A nova legislação, que entra em vigor a partir de 04 de julho do corrente ano, devido ao seu período de vacatio legis ser de 60 dias, implementa um sistema de repressão ao crime que é para inglês ver (e não acreditar, diga-se de passagem).

Não faz muito, presenciamos a infeliz edição da Lei 11.705, que, no ano de 2008, inovou o ordenamento jurídico para reprimir a embriaguez ao volante e, em vez disso, acabou por implementar alterações inacreditáveis, tais como a produzida no artigo 306 do Código de Trânsito Brasileiro, que conduz à seguinte solução jurídica absurda, em vigor até hoje: se você for flagrado conduzindo veículo automotor em estado de embriaguez alcoólica e aceitar soprar o bafômetro, colaborando com a Polícia, você deverá ser preso. Agora, se você não aceitar soprar o bafômetro, não poderá ser preso, pois ninguém poderá obrigá-lo a fazer.

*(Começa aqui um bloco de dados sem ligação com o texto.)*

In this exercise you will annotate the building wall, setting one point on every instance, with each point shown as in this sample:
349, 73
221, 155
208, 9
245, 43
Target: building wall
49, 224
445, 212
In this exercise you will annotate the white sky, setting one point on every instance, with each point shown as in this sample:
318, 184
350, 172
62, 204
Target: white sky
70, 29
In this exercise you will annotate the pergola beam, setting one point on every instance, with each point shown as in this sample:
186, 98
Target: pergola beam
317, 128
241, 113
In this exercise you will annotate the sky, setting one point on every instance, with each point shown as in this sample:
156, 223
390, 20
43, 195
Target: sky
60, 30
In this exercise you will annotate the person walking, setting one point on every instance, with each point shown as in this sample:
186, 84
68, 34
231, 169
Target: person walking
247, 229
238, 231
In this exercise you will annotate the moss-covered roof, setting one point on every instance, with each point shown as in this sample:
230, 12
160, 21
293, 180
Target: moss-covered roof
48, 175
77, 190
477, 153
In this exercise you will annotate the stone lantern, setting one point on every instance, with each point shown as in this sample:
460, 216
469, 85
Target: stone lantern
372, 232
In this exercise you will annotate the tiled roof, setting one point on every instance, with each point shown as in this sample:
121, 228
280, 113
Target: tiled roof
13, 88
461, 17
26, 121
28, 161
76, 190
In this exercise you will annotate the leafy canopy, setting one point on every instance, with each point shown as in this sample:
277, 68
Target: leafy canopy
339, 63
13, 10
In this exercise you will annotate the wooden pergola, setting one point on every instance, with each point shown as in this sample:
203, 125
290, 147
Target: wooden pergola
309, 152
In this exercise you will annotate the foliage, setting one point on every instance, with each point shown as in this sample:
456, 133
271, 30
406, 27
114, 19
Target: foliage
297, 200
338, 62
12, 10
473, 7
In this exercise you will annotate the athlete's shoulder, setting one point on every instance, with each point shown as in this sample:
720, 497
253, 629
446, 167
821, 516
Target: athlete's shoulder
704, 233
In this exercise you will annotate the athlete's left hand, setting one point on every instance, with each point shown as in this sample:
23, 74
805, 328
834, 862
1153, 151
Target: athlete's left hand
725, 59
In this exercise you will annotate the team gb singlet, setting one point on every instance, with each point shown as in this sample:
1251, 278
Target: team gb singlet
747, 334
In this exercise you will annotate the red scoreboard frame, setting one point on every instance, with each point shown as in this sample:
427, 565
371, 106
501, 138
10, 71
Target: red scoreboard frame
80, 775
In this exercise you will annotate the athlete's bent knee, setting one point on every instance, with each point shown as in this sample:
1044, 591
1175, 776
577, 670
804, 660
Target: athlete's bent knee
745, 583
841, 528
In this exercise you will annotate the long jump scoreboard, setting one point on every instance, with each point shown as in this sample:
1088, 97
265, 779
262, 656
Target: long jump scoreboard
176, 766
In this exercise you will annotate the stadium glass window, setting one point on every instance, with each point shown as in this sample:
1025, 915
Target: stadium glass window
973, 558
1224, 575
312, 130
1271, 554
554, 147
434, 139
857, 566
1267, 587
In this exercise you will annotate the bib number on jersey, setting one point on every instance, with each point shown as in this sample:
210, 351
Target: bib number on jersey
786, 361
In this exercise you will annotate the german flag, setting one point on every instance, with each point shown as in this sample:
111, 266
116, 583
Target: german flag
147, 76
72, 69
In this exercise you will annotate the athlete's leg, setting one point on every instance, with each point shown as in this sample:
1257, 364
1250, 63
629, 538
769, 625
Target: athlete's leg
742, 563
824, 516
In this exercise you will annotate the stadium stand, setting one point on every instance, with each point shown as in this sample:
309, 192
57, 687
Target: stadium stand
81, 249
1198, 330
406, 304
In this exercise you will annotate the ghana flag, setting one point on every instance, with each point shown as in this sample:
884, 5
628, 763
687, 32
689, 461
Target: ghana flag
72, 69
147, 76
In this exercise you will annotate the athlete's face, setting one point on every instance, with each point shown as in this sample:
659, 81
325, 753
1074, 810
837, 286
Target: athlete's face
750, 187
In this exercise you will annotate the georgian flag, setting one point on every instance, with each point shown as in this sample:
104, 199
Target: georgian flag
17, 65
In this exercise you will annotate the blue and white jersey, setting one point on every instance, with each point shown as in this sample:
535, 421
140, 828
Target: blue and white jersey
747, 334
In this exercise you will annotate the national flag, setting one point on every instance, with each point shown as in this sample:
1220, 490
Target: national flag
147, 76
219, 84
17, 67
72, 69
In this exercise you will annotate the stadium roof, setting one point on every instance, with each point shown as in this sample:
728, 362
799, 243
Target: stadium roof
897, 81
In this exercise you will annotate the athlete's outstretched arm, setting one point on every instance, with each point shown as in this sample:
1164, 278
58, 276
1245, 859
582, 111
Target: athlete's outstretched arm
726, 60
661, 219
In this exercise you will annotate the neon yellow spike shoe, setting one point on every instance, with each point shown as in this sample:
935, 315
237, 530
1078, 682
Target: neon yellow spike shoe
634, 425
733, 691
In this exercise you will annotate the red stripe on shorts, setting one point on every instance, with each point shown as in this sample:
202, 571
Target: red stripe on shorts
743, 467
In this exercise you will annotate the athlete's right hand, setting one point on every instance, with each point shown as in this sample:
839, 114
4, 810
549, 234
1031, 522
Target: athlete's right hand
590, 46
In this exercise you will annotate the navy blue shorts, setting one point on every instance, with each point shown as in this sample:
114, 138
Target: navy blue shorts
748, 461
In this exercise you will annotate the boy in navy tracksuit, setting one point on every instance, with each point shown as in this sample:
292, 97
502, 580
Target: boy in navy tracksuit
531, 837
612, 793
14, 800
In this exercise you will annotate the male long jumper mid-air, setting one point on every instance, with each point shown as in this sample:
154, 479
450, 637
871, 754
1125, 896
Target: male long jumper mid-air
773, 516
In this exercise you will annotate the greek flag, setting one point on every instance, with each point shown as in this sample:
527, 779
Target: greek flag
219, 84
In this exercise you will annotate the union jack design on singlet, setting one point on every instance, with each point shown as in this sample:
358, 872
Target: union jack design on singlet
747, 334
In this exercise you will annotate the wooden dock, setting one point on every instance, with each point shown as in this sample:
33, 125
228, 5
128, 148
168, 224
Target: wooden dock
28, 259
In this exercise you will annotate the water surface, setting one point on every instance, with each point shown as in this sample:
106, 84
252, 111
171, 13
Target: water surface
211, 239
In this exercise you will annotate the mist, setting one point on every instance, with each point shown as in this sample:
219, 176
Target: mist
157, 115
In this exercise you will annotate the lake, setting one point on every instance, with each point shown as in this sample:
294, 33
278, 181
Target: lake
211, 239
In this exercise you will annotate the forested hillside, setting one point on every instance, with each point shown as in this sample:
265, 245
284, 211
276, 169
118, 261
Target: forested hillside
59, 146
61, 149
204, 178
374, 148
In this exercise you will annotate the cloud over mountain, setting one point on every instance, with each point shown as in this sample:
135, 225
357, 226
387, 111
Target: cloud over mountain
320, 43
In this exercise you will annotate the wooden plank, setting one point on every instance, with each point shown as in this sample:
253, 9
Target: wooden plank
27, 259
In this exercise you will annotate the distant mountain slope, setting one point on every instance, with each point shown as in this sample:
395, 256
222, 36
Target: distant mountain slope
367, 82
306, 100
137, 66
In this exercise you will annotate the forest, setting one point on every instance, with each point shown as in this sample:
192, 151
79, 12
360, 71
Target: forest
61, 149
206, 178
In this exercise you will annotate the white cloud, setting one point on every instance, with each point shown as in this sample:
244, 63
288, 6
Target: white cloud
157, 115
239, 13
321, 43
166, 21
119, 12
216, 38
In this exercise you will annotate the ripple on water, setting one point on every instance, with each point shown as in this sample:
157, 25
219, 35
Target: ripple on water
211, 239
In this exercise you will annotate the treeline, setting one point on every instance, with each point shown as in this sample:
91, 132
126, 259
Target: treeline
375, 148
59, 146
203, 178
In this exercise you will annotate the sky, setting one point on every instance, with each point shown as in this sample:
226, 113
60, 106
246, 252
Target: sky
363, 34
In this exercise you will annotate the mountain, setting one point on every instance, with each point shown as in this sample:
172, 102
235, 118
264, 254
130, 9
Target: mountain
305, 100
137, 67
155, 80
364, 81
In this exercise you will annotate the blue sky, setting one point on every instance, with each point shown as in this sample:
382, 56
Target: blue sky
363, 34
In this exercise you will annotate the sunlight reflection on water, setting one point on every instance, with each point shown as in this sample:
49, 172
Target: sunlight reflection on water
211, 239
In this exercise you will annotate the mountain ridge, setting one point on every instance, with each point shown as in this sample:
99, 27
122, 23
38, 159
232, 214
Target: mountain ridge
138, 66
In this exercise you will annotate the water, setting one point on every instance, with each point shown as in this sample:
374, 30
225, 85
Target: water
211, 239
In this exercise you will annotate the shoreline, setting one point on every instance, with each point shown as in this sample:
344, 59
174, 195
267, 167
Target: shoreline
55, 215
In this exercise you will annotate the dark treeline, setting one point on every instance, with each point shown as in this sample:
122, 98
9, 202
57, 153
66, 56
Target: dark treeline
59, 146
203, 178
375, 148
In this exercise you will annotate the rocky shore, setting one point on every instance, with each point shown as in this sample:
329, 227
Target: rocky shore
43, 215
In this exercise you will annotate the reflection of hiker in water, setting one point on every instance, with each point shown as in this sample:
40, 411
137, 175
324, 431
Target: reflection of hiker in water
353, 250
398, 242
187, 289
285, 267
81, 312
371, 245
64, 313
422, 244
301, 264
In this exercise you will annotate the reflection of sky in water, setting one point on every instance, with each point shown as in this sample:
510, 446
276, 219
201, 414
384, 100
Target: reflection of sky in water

E mais, a referida lei derrogou a qualificadora descrita no inciso V do parágrafo único do artigo 302 do Código de Trânsito Brasileiro, que punia de forma mais severa aquele que, sob a influência de álcool ou qualquer outra substância de efeito análogo, ocasionasse homicídio culposo no trânsito. Simplesmente lamentável.

Mal nos conformamos – ou não – com tais aberrações jurídicas e já temos que nos preparar para receber outra pérola do Congresso Nacional, a Lei 12.403/11.

Os profissionais da área jurídica por certo já se deram conta de que, a partir da vigência desta lei, a impunidade reinará ainda mais em nossas Cortes e Tribunais. Definitivamente, mesmo que um indivíduo seja detido em flagrante delito, ele somente ficará preso em pouquíssimos casos, tais como homicídio (será?), roubo, extorsão, latrocínio, estupro (será?), tráfico de drogas, e outros que estejam no topo da pirâmide de desvaloração das condutas que afrontam o pacto social de bem viver.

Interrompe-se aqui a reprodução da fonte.